What can expect for bulb life in T5 HO bulbs when compared to standard CF's? In the past I have run my 55 watt CF bulbs until they died. My plants didn't seem to care how old my CF's were.

Thanks!


----------



## Yoshi (Apr 7, 2007)

I don't know if this helps, but on my reef tank I use a TEK 6x39w T5-HO fixture. From what I've gathered from reading online, I change out my bulbs approximately every 12 months. They should be good from anywhere between 10mo. to as long as 14-16mo. before color spectrum starts to shift slightly. I honestly don't know if the shift affects the plants as much as they do corals, so this may just be useless information. Maybe someone else can shed some additional info on this


----------



## AaronT (Apr 26, 2004)

Everything I've read says 2 years for replacement. I've only had mine for 6 months so I couldn't say for sure, but so far they're still going strong.


----------



## Yoshi (Apr 7, 2007)

^^^ Well there ya go. I figured planted aquaria wasn't as picky as reef aquaria in regards to lighting.

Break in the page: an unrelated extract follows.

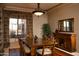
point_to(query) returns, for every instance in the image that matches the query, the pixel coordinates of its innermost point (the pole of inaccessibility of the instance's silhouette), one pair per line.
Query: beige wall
(63, 12)
(37, 24)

With that said, I bet you'll be fine running your bulbs for 1-2 years before replacing them.


----------



## ruki (Jul 4, 2006)

I've read that the T5 HO bulbs were designed to run warm, so these hold up better than most other bulbs in an aquarium canopy. Two years was what I read, but some bulbs ended up being defective, so they didn't last as long.


----------



## Marauder (Apr 17, 2006)

Thanks for the replies! 

I'll be getting my new 4x54 T5 HO Tek light this week. I plan on running the bulbs 'til they die. I'll be sure to keep everyone up to date with my results.

Maybe in two years someone will have 9325k bulbs for them. Until then I'll be using the 6500k's.


----------